A bipartisan bill was introduced on Friday in the Senate that would, once and for all, prohibit any stimulus funds received by individuals from being garnished by private debt collectors.
A copy of the legislation, which is being backed by Sen. Chuck Grassley [R-Iowa] and Sen. Ron Wyden [D-Ore.], the chair and ranking member of the Senate Finance Committee, Sen. Sherrod Brown [D-Ohio], the ranking member of the Senate Banking Committee, and Sen. Tim Scott [R-S.C.], can be accessed by clicking here.
When it was enacted in March, the Coronavirus Aid, Relief, and Economic Security (CARES) Act, provided $1,200 to individuals across the country, as well as $500 per child. But Congress did not include any provision that protected the funds from being garnished. That set off a massive flurry of activity from consumer advocates and state legislators who were concerned that debt collectors and judgment holders would swoop in and take the money right from the bank accounts of people at a time when that money was needed more than ever.

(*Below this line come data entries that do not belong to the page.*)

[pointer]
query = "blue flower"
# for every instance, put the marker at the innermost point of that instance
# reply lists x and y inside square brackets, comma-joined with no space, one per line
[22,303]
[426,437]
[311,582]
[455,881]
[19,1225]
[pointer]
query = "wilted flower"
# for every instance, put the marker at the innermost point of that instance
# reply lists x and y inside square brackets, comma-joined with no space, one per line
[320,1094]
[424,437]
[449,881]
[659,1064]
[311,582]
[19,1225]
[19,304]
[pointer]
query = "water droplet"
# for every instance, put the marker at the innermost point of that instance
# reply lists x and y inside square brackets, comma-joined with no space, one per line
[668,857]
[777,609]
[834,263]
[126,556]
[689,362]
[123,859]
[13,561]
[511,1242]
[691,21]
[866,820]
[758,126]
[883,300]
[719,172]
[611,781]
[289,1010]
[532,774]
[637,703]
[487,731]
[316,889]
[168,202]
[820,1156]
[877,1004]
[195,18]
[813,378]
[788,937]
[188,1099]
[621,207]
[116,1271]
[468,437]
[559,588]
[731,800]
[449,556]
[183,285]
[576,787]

“This is a once-in-a-lifetime economic crisis,” Sen. Wyden said in a statement. “Relief was intended for struggling families, not predatory debt collectors. Our legislation would ensure help gets to the folks who need it to pay their bills.”

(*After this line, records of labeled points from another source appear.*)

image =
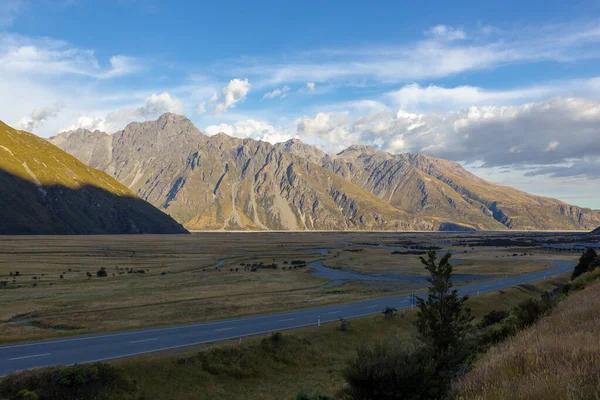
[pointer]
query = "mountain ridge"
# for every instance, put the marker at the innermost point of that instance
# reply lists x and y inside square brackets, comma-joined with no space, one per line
[47,191]
[223,182]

The bill introduced on Friday in the Senate would instruct the Treasury Department to encode the stimulus payments so they could be identified as coming from the federal government and allow banks to protect the funds, much as they do with other forms of aid, such as Social Security benefits.
“We established these recovery rebates to help individuals and families through the tough times of this pandemic. We did not establish them just so debt collectors could swoop in and undermine that purpose,” Sen. Grassley said in a press release. “Our bill will add additional protections from garnishment, preserving congressional intent and shielding folks who need the help.”